Christopher Abbott plays Blake, a stay-at-home dad, and although he both seems to enjoy it and is pretty good at it, he considers himself a writer who’s just ‘in-between jobs’. His wife, Charlotte (Julia Garner), a working journalist, is the breadwinner of the family, and while Blake doesn’t openly resent her for it, their family dynamic is on the fritz. When Blake receives a letter from the State of Oregon that his father, long estranged and considered missing for years, has been declared officially dead, he thinks it would be nice to get away to his childhood home in the country for some quality family time and soul searching. It will not be nice.

Thanks to an extended prologue, we already know that his father (Sam Jaeger) had been hunting a mysterious beast that lurks in the woods near their secluded home for years. They first spotted it when Blake was just a boy and we’re led to believe that this Moby Dick-esque obsession is what drove his father to isolation and his eventual disappearance.

Universal Pictures

After they arrive, it won’t take long for Blake to get bit by this monster and become the new titular Wolf Man. The rest of the film plays out throughout their first night on the farm and it’s all pretty much just one long scene with the occasional short jump in time. As a result, it feels like the climax to a better movie played out at half-speed. Most of the film is Abbott’s character slowly wolfing out while Garner (after her performances in The Assistant and Royal Hotel, she seems to be crafting quite the career of looking disgusted in the company of men) tries to protect their daughter from whatever it is that he’s becoming. She doesn’t know that he’s turning into a wolf man, but we do, so every time they ask him or each other what’s happening, which seems to be most of their dialogue, you become exhausted by the restraint of not being able to yell at the screen loud enough for them to hear you.

Werewolf film fans also come with an expectation that the transformation sequence will be a highlight of the movie.
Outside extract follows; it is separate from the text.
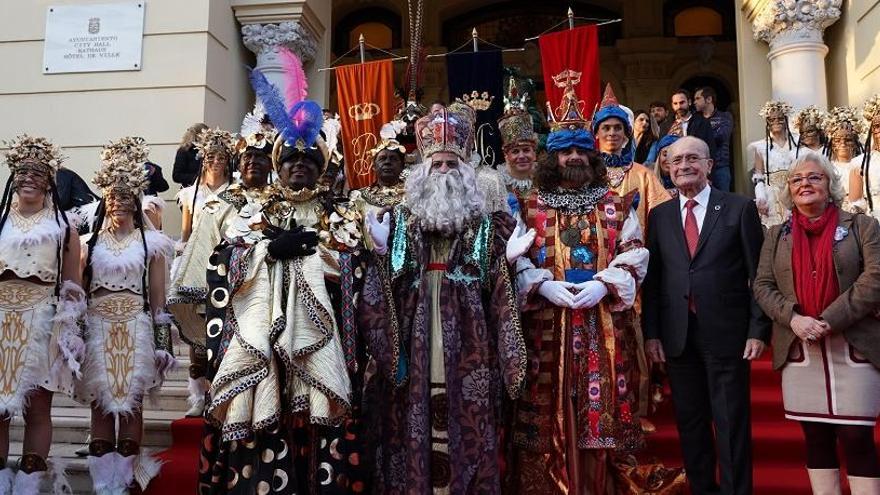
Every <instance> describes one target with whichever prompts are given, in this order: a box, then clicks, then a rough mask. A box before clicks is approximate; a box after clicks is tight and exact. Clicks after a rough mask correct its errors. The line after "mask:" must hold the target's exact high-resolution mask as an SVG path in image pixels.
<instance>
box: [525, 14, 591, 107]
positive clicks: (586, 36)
mask: <svg viewBox="0 0 880 495" xmlns="http://www.w3.org/2000/svg"><path fill="white" fill-rule="evenodd" d="M538 44H539V46H540V47H541V68H542V69H543V72H544V92H545V94H546V95H547V101H548V102H549V103H550V106H551V107H552V108H553V110H554V111H555V110H556V108H557V107H558V106H559V104H560V103H561V102H562V95H563V93H565V87H566V85H567V84H568V83H569V82H570V83H571V85H572V87H573V88H574V91H575V93H577V95H578V99H579V100H580V101H581V102H583V106H581V112H582V113H583V115H584V118H585V119H590V118H592V116H593V109H595V107H596V104H597V103H598V102H599V33H598V30H597V28H596V26H581V27H578V28H574V29H568V30H565V31H557V32H555V33H550V34H545V35H543V36H541V37H540V38H538Z"/></svg>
From Lon Chaney Jr. to Michael J. Fox, with An American Werewolf in London and The Howling as the shining examples, it’s something you’re expected to deliver. Since most of the film is one long transformation, we never get that single moment where his feet (well, paws, I suppose) bust out of his shoes or anything like that. Instead, he just swells up and looks like he’s caught a fever. Those buying a ticket to see Christopher Abbott hopefully look as much like Christopher Abbott for as long as possible should know that it’ll take about 45 minutes before he starts looking like Gary Busey. Then he’ll look like David Bradley as Argus Filch in the Harry Potter movies before he eventually resembles a wolf man.

For good reason, January has earned a reputation among film fans as the month where studios scrape the bottoms of the barrels. After the critical darlings and awards bait films arrive scattershot before the year ends, we’re treated to (and occasionally punished with) genre pictures of all shapes and sizes with modest theatrical expectations. Production company Blumhouse has pegged January as a month usually without competition, which is why they’ve delivered movies like M3GAN and Night Swim in years past. You would think, however, that Universal Studios would be more protective over their monster properties considering that Dracula, Frankenstein, and company are synonymous with their brand. It makes sense then that this film was initially scheduled for October — which would, of course, have been the perfect time. We can only imagine that studio execs and suits saw early screenings of this one and knew that it had January all over it.

Wolf Man has a run time of 1 hour 43 minutes, and is rated R for bloody violent content, grisly images and some language.